# everything freezes but mouse on my laptop

## GenKreton

Hi. I have used gentoo for about 2 years now (plus other distros before). I've always ran into an assortment of problems but never this.

I could be using my laptop or I could be sleeping and it happens.

The keyboard (mostly) stops resonding. I can still use the mouse though to do things in my window manager (xfce4 currently but it happened before in kde, when I was trying it, kde was what I originally installed with). 

When I log out of my window manager or try to go to a tty, I come up with a blank screen. I've done it, walked away, and near an hour and a half later I am still stuck with a blank screen (was a nice run though).

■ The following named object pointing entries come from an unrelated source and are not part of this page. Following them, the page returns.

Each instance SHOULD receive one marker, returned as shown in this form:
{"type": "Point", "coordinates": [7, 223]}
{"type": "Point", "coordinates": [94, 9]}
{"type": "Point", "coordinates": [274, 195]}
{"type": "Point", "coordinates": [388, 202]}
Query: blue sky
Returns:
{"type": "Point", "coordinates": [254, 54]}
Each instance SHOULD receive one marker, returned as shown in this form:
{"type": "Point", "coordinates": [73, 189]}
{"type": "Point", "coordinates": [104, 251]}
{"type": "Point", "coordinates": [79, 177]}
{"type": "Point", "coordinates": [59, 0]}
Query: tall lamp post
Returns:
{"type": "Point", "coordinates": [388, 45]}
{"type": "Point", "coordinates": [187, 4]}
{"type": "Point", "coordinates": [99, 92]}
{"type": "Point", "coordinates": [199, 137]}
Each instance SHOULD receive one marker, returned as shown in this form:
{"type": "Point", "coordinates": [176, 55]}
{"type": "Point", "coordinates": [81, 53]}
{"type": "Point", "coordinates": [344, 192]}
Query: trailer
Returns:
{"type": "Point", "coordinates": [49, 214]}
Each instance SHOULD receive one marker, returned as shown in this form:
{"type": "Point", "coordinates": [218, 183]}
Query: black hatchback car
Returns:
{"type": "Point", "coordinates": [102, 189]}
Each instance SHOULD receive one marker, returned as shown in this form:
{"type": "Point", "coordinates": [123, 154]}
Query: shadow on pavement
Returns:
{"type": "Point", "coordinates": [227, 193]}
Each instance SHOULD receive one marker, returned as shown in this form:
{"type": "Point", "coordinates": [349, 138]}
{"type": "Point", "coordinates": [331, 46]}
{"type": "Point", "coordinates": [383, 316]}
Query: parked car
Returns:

Another time I figured I'll ssh, but I couldn't. My desktop gave me the no route to host message, 

This problem happens rarely but it is VERY annoying when it does happen. Usually twice a week or so right now. A friend of mine has the same problem on his IBM thinkpad, It is also a centrino, and has acpi. This is both of our first time having a notebook so I am wondering if it could be that?

I'm not sure how to debug this problem to be completely honest. The best I can do is make assumptions about what the problem is at this point. 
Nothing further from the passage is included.